Hi Foxghost, I don’t know if you’re open to discussing the translation for the official version of Shangxian, but I’ve seen some confusion with choices made like “Rex Spiritus” and other titles that some people say feels out of place. As someone who can’t read the original raws, I’m curious about your thought process.
My approach to localization is based on a few principles:
it is fantasy, and so far removed from culture (it is actually very far from the xianxia genre and resembles a jrpg in structure) that it should not need footnotes. Eventually there was an unavoidable one but even that can be skipped. But there should never be a point where you read a word (pinyin), not understand what it means, break immersion by reading the footnote, and come back.
a general reader new to the genre can pick it up and understand it without looking anything up. Even the glossary that explains extended concepts isn't really necessary unless you want to dive into the concepts further. This is doable in fantasy since all of it is explained in narrative anyway.
All the titles that are made up are designed to stick in your brain.

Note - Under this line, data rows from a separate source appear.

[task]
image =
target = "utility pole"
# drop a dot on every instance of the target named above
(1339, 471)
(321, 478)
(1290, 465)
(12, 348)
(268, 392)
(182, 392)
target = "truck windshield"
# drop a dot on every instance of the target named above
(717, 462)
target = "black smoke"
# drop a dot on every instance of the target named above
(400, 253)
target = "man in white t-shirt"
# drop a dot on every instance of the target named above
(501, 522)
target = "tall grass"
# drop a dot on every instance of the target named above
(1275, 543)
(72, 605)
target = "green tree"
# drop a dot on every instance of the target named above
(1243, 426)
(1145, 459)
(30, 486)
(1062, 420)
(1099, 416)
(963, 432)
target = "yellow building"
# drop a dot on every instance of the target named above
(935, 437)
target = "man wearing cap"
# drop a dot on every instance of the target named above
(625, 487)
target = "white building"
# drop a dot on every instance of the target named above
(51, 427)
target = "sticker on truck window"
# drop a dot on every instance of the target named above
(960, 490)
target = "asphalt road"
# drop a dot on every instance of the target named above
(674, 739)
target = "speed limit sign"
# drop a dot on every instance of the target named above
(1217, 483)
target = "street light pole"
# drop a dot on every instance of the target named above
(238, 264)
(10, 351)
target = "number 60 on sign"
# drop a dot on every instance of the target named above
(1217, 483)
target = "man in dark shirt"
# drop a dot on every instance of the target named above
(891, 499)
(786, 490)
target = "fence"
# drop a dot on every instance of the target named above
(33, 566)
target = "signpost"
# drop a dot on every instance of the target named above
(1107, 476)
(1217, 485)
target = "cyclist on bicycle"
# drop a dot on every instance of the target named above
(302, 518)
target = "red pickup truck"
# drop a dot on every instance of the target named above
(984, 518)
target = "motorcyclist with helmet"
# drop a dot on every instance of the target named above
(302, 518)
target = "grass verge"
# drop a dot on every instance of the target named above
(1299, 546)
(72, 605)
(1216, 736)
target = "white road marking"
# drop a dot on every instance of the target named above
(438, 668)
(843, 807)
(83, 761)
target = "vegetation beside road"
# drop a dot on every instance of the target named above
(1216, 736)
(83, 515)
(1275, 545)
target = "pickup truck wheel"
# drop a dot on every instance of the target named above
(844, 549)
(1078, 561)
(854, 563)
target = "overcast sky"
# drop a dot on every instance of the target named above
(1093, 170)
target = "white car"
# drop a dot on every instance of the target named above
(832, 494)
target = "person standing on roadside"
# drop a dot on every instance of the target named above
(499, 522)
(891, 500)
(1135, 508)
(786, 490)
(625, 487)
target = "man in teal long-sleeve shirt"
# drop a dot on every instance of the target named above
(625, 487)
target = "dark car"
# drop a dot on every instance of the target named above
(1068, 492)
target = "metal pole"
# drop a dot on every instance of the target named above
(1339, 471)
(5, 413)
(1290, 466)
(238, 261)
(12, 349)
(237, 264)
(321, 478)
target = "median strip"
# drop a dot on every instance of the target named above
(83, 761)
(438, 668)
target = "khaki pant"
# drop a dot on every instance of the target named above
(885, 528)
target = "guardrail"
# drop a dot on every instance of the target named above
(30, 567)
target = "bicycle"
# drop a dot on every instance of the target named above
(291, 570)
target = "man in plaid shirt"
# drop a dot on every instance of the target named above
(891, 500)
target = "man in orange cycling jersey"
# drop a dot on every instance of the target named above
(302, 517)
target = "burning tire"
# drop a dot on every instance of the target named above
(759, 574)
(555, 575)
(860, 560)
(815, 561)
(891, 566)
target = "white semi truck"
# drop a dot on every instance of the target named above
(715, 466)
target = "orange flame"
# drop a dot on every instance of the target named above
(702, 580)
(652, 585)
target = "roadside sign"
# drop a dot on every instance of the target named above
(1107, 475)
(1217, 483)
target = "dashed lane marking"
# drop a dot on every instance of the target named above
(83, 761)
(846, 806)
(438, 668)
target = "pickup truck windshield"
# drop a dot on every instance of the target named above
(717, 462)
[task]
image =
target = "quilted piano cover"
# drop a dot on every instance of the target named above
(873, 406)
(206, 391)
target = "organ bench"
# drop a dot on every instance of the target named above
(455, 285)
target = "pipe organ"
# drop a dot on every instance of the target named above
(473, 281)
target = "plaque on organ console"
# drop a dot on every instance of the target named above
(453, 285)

They are also unified for plot/memory reasons. spoiler: if the tree is written latin, the god related to the tree? also Latin. (why no spoiler tag for chunks of text tumblr)
No pinyin unless it has made it as a dictionary word (aiyah, aiyoh,yin-yang, kowtow) or I cannot translate around it. Pinyin (toneless) is easily forgotten even to ppl who are native Chinese and takes a long time to stick.
tl-dr: you can put this through a screen reader and it will be perfectly accessible. That's the general principle.
Now onto the current convention in Chinese to English fantasy translation:
Latin is great for things that humans didn't name. (Like Rex Lapis being Zhongli's title in Genshin Impact's Liyue region)
it is no longer the norm to transliterate a lot of things. (it was more than 10 years ago but we've moved on.) Now the only things transliterated are actual names and actual places.
Which is why all the cities in this novel got a new name -- the original were made up (they also sounded made up) and easily readable as having "meanings" and therefore so does the English counterpart.